With TexasNextStep, universities would receive transfer students who have proven their ability to succeed in college. In fact, research consistently demonstrates that students who receive an associate degree at a community or technical college and then transfer to a four-year university are as likely to graduate as students who directly enter a university as a freshman.
How much will TexasNextStep cost?
According to the fiscal note prepared by the Texas Higher Education Coordinating Board, in fiscal 2007, TexasNextStep will cost about $133.7 million for the biennium.

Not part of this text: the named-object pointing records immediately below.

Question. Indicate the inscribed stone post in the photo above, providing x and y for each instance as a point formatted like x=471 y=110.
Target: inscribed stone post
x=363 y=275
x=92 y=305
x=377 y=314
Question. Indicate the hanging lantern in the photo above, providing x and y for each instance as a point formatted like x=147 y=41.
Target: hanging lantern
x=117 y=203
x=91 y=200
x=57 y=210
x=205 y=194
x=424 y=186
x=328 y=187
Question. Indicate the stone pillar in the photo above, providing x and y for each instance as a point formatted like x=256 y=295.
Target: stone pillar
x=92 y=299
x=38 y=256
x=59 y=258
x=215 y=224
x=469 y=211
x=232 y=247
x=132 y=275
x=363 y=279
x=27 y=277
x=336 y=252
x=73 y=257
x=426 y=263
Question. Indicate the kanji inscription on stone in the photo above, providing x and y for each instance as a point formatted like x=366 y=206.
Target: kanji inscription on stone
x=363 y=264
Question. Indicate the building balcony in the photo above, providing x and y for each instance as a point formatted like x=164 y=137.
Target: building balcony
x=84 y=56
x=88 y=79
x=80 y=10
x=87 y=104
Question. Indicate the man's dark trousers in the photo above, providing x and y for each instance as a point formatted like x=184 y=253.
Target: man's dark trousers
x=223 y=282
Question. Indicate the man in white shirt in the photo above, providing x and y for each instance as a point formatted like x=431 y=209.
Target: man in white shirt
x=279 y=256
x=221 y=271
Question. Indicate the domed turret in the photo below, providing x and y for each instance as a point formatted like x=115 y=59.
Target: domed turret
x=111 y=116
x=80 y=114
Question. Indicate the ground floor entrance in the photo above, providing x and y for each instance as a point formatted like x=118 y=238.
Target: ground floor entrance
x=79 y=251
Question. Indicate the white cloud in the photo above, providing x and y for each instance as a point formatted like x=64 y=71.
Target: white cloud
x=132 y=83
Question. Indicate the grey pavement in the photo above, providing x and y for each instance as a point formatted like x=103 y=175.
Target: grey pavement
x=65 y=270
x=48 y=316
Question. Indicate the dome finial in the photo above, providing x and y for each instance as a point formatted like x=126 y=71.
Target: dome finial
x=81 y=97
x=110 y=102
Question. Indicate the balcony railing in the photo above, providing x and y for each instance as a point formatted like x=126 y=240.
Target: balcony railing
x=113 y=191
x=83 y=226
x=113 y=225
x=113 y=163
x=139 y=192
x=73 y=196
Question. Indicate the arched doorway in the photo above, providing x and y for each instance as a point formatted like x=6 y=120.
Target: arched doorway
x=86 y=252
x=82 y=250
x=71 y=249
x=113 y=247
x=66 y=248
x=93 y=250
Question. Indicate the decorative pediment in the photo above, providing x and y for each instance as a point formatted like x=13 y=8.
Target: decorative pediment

The estimated cost upon full implementation for fiscal 2008 is $156.2 million.
How many students will take advantage of TexasNextStep?
If TexasNextStep is enacted, it would provide assistance for in-district tuition, required fees and $30 per semester credit hour for textbooks to approximately 65,000 full-time equivalent students in FY 2007; however, since many students would need assistance for only part of the costs of attendance, such as assistance with textbook costs, or would attend less than full-time, the actual number of students assisted could be as high as 100,000 or more.